Department of Diagnostic Radiology, Li Ka Shing Faculty of Medicine, The University of Hong Kong, Room 406, Block K, Queen Mary Hospital, Pok Fu Lam Road, Pok Fu Lam, Hong Kong.
Department of Radiology, Pamela Youde Nethersole Eastern Hospital, 3 Lok Man Road, Chai Wan, Hong Kong.
Cancer Imaging. 2020 Apr 6;20(1):27. doi: 10.1186/s40644-020-00303-4.
Magnetic resonance imaging (MRI) has limited accuracy in detecting pelvic lymph node (PLN) metastasis. This study aimed to examine the use of intravoxel incoherent motion (IVIM) in classifying pelvic lymph node (PLN) involvement in cervical cancer patients.
Fifty cervical cancer patients with pre-treatment magnetic resonance imaging (MRI) were examined for PLN involvement by one subspecialist and one non-subspecialist radiologist. PLN status was confirmed by positron emission tomography or histology. The tumours were then segmented by both radiologists. Kruskal-Wallis tests were used to test for differences between diffusion tumour volume (DTV), apparent diffusion coefficient (ADC), pure diffusion coefficient (D), and perfusion fraction (f) in patients with no malignant PLN involvement, those with sub-centimetre and size-significant PLN metastases. These parameters were then considered as classifiers for PLN involvement, and were compared with the accuracies of radiologists.
Twenty-one patients had PLN involvement of which 10 had sub-centimetre metastatic PLNs. DTV increased (p = 0.013) while ADC (p = 0.015), and f (p = 0.006) decreased as the nodal status progressed from no malignant involvement to sub-centimetre and then size-significant PLN metastases. In determining PLN involvement, a classification model (DTV + f) had similar accuracies (80%) as the non-subspecialist (76%; p = 0.73) and subspecialist (90%; p = 0.31). However, in identifying patients with sub-centimetre PLN metastasis, the model had higher accuracy (90%) than the non-subspecialist (30%; p = 0.01) but had similar accuracy with the subspecialist (90%, p = 1.00). Interobserver variability in tumour delineation did not significantly affect the performance of the classification model.

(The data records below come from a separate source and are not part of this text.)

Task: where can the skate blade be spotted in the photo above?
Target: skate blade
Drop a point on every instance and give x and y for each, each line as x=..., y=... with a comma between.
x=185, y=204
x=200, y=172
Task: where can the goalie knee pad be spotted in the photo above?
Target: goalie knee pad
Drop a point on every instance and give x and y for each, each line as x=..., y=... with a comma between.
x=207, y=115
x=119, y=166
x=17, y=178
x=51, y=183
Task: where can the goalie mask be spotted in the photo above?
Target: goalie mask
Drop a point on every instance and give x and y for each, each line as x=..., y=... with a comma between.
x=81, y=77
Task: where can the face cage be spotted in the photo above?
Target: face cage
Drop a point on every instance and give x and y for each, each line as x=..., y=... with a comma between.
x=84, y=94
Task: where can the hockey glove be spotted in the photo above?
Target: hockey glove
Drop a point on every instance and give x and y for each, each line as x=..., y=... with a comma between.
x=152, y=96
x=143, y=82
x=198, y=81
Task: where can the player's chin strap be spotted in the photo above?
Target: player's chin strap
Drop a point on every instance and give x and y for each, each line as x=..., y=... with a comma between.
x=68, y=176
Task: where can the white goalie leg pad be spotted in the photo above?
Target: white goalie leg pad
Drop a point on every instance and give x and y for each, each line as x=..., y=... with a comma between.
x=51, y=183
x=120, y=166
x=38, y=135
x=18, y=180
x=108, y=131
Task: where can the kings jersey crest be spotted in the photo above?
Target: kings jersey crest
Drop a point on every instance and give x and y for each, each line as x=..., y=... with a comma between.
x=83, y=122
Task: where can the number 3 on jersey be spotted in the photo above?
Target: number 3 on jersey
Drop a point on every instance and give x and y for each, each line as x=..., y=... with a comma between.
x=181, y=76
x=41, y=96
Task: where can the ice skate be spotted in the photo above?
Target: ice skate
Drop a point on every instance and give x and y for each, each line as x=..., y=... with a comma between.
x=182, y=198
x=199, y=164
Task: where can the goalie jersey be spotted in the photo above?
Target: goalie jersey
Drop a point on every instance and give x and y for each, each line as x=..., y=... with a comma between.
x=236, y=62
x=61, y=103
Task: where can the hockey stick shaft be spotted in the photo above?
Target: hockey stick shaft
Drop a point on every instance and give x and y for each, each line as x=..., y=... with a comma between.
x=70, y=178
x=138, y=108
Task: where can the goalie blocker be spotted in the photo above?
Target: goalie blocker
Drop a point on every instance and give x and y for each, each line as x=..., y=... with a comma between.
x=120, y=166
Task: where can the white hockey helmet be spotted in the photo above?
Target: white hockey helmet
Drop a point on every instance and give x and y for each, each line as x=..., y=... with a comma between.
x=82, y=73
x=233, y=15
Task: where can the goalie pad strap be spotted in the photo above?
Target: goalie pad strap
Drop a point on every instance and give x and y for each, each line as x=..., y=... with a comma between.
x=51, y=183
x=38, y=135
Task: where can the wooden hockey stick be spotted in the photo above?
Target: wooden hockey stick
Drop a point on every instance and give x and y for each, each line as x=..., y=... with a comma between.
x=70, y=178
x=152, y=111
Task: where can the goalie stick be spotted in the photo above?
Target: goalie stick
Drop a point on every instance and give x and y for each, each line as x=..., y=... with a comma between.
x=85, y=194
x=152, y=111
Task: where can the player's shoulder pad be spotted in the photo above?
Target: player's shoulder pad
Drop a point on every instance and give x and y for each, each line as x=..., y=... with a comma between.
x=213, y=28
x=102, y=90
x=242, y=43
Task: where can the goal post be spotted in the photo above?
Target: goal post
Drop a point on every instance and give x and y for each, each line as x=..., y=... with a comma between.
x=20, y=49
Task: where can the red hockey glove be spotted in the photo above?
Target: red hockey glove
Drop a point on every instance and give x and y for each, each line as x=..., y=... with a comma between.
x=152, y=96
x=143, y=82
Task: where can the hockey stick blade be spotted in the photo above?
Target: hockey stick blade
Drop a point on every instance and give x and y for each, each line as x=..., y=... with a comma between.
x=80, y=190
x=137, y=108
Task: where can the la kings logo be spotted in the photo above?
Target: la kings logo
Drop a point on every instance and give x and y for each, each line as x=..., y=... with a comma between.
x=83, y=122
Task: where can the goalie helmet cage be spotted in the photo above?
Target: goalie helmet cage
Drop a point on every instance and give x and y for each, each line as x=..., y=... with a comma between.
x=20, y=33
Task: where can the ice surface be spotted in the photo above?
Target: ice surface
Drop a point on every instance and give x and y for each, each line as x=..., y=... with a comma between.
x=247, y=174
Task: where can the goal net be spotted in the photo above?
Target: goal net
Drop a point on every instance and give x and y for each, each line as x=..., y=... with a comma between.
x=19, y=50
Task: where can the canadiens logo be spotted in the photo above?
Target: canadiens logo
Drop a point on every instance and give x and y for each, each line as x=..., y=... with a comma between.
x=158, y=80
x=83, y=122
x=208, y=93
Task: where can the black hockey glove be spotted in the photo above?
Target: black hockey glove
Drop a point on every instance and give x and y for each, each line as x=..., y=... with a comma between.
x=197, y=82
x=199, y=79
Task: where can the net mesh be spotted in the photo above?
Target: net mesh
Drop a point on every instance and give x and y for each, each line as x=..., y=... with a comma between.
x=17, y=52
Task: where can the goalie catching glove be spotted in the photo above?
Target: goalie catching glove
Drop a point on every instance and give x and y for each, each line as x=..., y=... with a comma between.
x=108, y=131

IVIM is useful in determining PLN involvement but the added value decreases with reader experience.
磁共振成像(MRI)在检测盆腔淋巴结(PLN)转移方面的准确性有限。本研究旨在探讨体素内不相干运动(IVIM)在分类宫颈癌患者盆腔淋巴结(PLN)受累中的应用。
对 50 例接受治疗前 MRI 检查的宫颈癌患者进行了 PLN 受累检查,由一名专科医生和一名非专科医生进行。PLN 状态通过正电子发射断层扫描或组织学证实。然后,两名放射科医生对肿瘤进行了分割。采用 Kruskal-Wallis 检验比较无恶性 PLN 受累、亚厘米和大小显著 PLN 转移患者的弥散肿瘤体积(DTV)、表观弥散系数(ADC)、纯弥散系数(D)和灌注分数(f)之间的差异。这些参数被认为是 PLN 受累的分类器,并与放射科医生的准确性进行了比较。
21 例患者有 PLN 受累,其中 10 例有亚厘米转移性 PLN。随着淋巴结状态从无恶性受累进展到亚厘米和大小显著的 PLN 转移,DTV 增加(p = 0.013),而 ADC(p = 0.015)和 f(p = 0.006)降低。在确定 PLN 受累时,分类模型(DTV + f)的准确性与非专科医生(76%;p = 0.73)和专科医生(90%;p = 0.31)相似。然而,在识别亚厘米 PLN 转移患者时,该模型的准确性高于非专科医生(90%对 30%;p = 0.01),但与专科医生的准确性相似(90%,p = 1.00)。肿瘤勾画的观察者间变异性并不显著影响分类模型的性能。
IVIM 有助于确定 PLN 受累,但随着读者经验的增加,其附加值会降低。